By Andrew
About time! This has to be one of the most highly anticipated albums in the world of dance music in the past few years, notwithstanding the abominable Daft Punk fiasco which will no longer be named on this blog. Abandon Ship has been pushed back further and further release date wise and even this particular version (probably the last) was accidentally leaked by iTunes itself during the beginning of November. But does it stand up to the heavy publicity and anticipation it solicits?
Knife Party, for those that don’t know, are a duo of ex Pendulum collaborators making it on their own in a more dubstep and ‘bangers’ incarnation. Rob Swires and Gareth McGrillen are fast becoming legends in the dance world with gigs across the world shining the limelight on the Australian dance scene. Similarly the way Melbourne Bounce has finally gotten the city’s name pronounce properly by Americans, Abandon Ship sets the stage for an all-out Australian assault on the rather humdrum dance music scene of the last few years. But not long after announcing their debut LP, murmurs about the death of EDM started to circle and suggestions to Swires and McGrillen leaned precariously towards them just releasing all three previous Eps as an album to fulfil the contract and getting the fuck out of dodge and back to Pendulum. In true Swires form, stating “I realised that if an artist I liked released an album of old tunes, I’d be pissed off”, the album was written from scratch and twelve songs hit the release date two weeks earlier than expected.

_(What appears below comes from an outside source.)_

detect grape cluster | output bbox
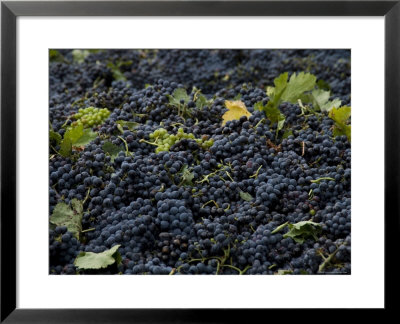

Abandon Ship is a quirky little album. Not content with just producing the rousing bangers they are renown for, there are some very cheeky additions which beg you to take notice. Ranging mostly through electro, house and dancefloor bangers are some bizarre disco, garage and funk soul tracks but delivered in an almost self-referential way as if self-aware of the stupidity, the death of their respective dance styles and deliberately trying to say ‘We can do this better than anyone’. I guess its anyone’s choice to believe they have pulled this off or failed, but you have to give them credit for handling it this way. Unlike Disclosure, whose garage throwback was basically just that; a throwback, Abandon Ship’s trips through dance music history are almost homage and in many ways, elevated.
In amongst the tracklisting are a bunch of extra cheeky references to other songs and ‘Give It Up’ even lays it out for fans with the build up, drop and even the chorus pointing towards previous hit ‘Bonfire’ – “BO-Give It Up!”. ‘EDM Trend Machine’ has the balls to tell it like it is with garage/house style track with a punchy build which basically kicks you in the balls and then returns to the common style being led out in the death of EDM right now. Plain, boring, housy trash that’s played from a CD while long haired half Asian DJs and pretty boy knob twiddlers instead of pushing boundaries in their genre.
Overall I have to say I’m not particularly impressed by the entire album, but there are more than a few tracks to keep you coming back. I know I will use quite a few in future sets over 2015, but album of 2014 it is not. It feels a little hobbled in its delivered and its inception and although I would have gotten any Knife Party album they released, I think the strength of previous EPs overshadow this album just a tiny bit. After all, this is the duo that brought you Internet Friends and how can anyone come any further along than that?